Hotelvereinigung fordert Bürokratieabbau und Stärkung des heimischen Standorts

Betriebe leiden unter Verwaltungs-Schikanen

Nassereith, Kleinwalsertal (OTS) - Zahlreiche bürokratische Hemmnisse gefährden das wirtschaftliche Überleben der österreichischen Tourismus-Familienbetriebe: Nun richtet der Verein der österr. BIO HOTELS eine Liste mit Forderungen an die Politik. Die Probleme:

1. Die Kontingentplätze für ausländische Arbeitnehmer sind dem tatsächlichen Bedarf nicht angepasst.
Vorschlag: Wiedereinführung der Stammsaisonier – Regelung, z.B. ab fünf Saisonen im Tourismus sollen diese nicht mehr in das Kontingent fallen. Effekt: Indirekte Erweiterung des Kontingentes und damit leichte Entspannung am Arbeitsmarkt.

2. Trotz nicht vorhandener inländischer Bewerber wird in der Regel noch das vierwöchige Ersatzkraftverfahren durchgezogen – eine wirklichkeitsfremde Wartezeit.
Vorschlag: Ersatzlos abschaffen bzw. den örtlichen AMS MitarbeiterInnen eine situationsbezogene Kompetenz genehmigen.

3. Auch bei langjährigen Saisoniers muss aktuell vor jeder Saison eine Unbedenklichkeitsbescheinigung der Polizei vorgelegt werden, was eine sinnlose Bürokratie ist, für Hoteliers bedeutet das Zeit und Kosten. Diese Regelung sollte ersatzlos gestrichen werden.

4. Die Liste der Mangelberufe ist wirklichkeitsfremd und entspricht nicht mehr dem tatsächlichen Bedarf – Wien hat z.B. ganz andere Arbeitsmarkt-Bedürfnisse als Vorarlberg. Vorschlag:
Entscheidungskompetenz regional verteilen und dadurch regionale Anpassung an die lokalen Bedürfnissen erreichen.
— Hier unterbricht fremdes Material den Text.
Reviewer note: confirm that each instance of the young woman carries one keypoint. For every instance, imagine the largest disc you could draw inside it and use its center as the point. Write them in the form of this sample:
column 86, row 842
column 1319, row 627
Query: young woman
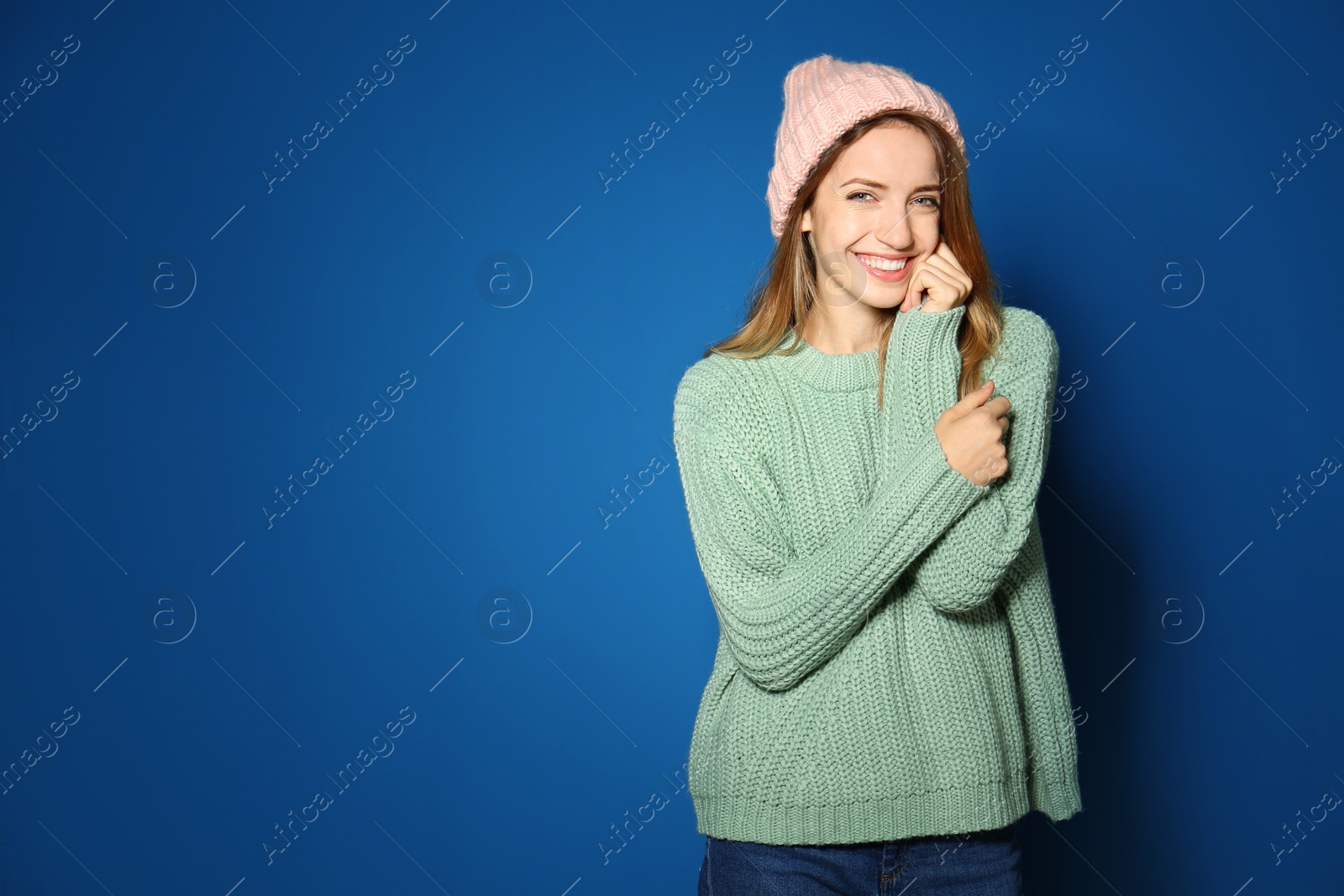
column 860, row 465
5. Die saisonalen Genehmigungszeiten decken sich nicht mit den betrieblichen Bedürfnissen und führen damit zu skurrilen Situationen (die Sommersaison hat vom AMS aus am 31.10. zu enden, unabhängig davon, wie viele Feiertage es gibt.) Die Arbeitnehmer müssen am 31.10 ausgereist sein, obwohl die Sommersaison beispielsweise bis zum 5.11. geht. Vorschlag: Regionalisierung der Entscheidungskompetenz – für jedes Bundesland angepasst an lokale Bedürfnisse.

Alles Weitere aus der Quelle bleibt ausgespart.